Community-based: detect communities first (Louvain), then assign each community to a partition. Low edge cut but potentially imbalanced.
Streaming partitioning: for graphs that arrive as edge streams, assign nodes as they arrive. Does not require the full graph in memory.

Key Takeaways

1Graph partitioning splits large graphs across machines. The goal: balanced partition sizes (equal compute per machine) with minimum cross-partition edges (minimum inter-machine communication).
2Cross-partition edges are expensive: each one requires network communication during message passing. Reducing cross-partition edges from 20% to 5% can speed up distributed training by 3-4x.
3METIS is the standard algorithm: coarsen, partition the small graph, uncoarsen with refinement. Runs in O(|E|) time and produces high-quality partitions.
4Halo expansion gives boundary nodes their full neighborhood by redundantly storing 1-2 hop neighbors from adjacent partitions. This eliminates accuracy loss at the cost of redundant storage.
5Partitioning and neighbor sampling are complementary: partition for distributed storage, then sample within partitions for mini-batch training. Both are needed for billion-scale graphs.

Frequently asked questions

Why is graph partitioning necessary?

Large graphs (millions to billions of nodes) do not fit in the memory of a single GPU or machine. Partitioning splits the graph into smaller subgraphs that can be processed independently on different machines. The challenge is minimizing cross-partition edges (which require inter-machine communication during message passing) while keeping partition sizes balanced.

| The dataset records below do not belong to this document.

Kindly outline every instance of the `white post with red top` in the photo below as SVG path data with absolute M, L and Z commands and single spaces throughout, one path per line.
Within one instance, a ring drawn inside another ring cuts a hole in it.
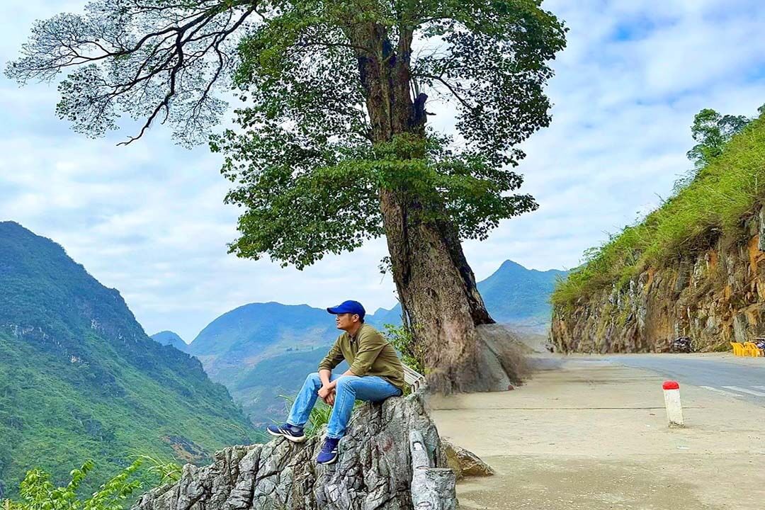
M 680 385 L 677 381 L 665 381 L 662 388 L 664 390 L 664 405 L 667 408 L 667 419 L 669 427 L 683 427 L 682 404 L 680 404 Z

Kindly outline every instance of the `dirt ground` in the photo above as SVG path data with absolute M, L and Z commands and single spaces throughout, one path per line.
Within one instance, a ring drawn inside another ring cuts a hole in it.
M 441 435 L 496 471 L 461 482 L 461 507 L 762 508 L 765 407 L 684 385 L 670 429 L 662 382 L 574 359 L 513 391 L 431 398 Z

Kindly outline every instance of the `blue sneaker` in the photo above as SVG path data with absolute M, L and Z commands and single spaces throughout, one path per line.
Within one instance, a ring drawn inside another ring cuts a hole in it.
M 288 440 L 293 443 L 303 443 L 306 440 L 302 427 L 282 424 L 281 425 L 269 425 L 265 430 L 272 436 L 286 437 Z
M 321 447 L 319 456 L 316 457 L 316 462 L 319 464 L 331 464 L 337 460 L 337 443 L 339 439 L 334 437 L 325 437 L 324 444 Z

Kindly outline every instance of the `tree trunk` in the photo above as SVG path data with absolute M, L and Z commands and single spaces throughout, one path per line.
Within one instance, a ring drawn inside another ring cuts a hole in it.
M 412 99 L 410 93 L 411 32 L 402 31 L 396 48 L 379 24 L 356 25 L 347 34 L 355 46 L 369 49 L 356 54 L 373 142 L 402 134 L 424 137 L 427 96 Z M 457 227 L 422 219 L 423 206 L 406 190 L 382 189 L 379 196 L 393 280 L 431 385 L 447 392 L 496 389 L 496 375 L 483 369 L 491 353 L 476 330 L 494 321 Z

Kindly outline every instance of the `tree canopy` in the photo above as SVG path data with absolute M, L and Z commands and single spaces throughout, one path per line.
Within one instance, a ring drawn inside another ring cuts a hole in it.
M 760 112 L 763 107 L 760 107 Z M 696 145 L 688 151 L 688 158 L 696 168 L 702 168 L 722 154 L 723 148 L 752 119 L 746 115 L 721 115 L 705 108 L 693 118 L 691 135 Z
M 68 73 L 58 115 L 96 136 L 121 115 L 142 120 L 129 142 L 157 122 L 183 143 L 206 139 L 226 109 L 221 89 L 233 91 L 236 127 L 210 142 L 226 155 L 226 200 L 244 208 L 231 250 L 302 268 L 382 235 L 381 190 L 460 239 L 536 208 L 512 193 L 522 180 L 510 168 L 524 157 L 518 145 L 550 122 L 548 63 L 565 44 L 541 4 L 96 0 L 37 22 L 6 73 Z M 419 129 L 381 135 L 373 89 L 392 96 L 401 82 Z M 454 115 L 453 138 L 428 128 L 436 110 Z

What is the METIS algorithm?

METIS is the most widely used graph partitioning algorithm. It uses a multilevel approach: (1) coarsen the graph by collapsing connected nodes, (2) partition the small coarsened graph, (3) uncoarsen and refine. METIS minimizes edge cuts (edges that cross partition boundaries) while balancing partition sizes. PyG integrates METIS through the ClusterData and ClusterLoader classes.

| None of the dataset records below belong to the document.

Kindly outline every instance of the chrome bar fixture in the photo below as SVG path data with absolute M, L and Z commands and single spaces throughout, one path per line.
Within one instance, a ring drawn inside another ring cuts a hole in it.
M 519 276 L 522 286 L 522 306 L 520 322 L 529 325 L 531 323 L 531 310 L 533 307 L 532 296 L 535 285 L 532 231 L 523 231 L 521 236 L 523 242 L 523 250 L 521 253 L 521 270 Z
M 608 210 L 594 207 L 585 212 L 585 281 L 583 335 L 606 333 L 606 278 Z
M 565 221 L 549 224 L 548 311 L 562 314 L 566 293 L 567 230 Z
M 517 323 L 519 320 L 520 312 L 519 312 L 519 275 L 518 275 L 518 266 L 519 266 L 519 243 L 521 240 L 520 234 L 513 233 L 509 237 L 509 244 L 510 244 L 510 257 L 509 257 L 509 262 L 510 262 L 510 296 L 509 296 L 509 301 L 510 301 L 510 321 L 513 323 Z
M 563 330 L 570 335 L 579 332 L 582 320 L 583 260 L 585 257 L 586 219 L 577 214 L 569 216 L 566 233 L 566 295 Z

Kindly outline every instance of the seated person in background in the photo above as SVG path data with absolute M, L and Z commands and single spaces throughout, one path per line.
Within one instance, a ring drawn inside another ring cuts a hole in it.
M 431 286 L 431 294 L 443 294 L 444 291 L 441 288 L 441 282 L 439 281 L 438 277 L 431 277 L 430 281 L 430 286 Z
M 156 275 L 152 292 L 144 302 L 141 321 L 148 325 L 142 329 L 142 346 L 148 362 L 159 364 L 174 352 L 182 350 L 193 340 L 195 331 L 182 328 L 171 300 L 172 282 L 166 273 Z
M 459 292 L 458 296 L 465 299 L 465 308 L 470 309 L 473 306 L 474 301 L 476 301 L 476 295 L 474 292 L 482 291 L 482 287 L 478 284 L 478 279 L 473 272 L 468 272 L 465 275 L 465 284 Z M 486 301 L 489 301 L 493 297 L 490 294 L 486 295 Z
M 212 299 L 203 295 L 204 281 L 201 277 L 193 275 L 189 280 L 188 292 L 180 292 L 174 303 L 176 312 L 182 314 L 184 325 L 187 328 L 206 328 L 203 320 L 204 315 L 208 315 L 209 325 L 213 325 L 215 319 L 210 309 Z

How does graph partitioning affect GNN accuracy?

Partitioning introduces approximation: nodes near partition boundaries lose some of their neighbors (in other partitions). This means message passing does not see the full neighborhood. The effect is small if partitions are large relative to the GNN's receptive field (2-3 hops). Halo expansion (including 1-2 hop neighbors from adjacent partitions) mitigates this at the cost of some redundant computation.

What is the difference between partitioning and neighbor sampling?

Partitioning splits the graph once into fixed subgraphs. Neighbor sampling dynamically samples a different subgraph around each target node at each training step. Partitioning is deterministic and reusable; sampling introduces variance but sees different subgraphs each epoch. For very large graphs, both can be combined: partition first, then use neighbor sampling within partitions.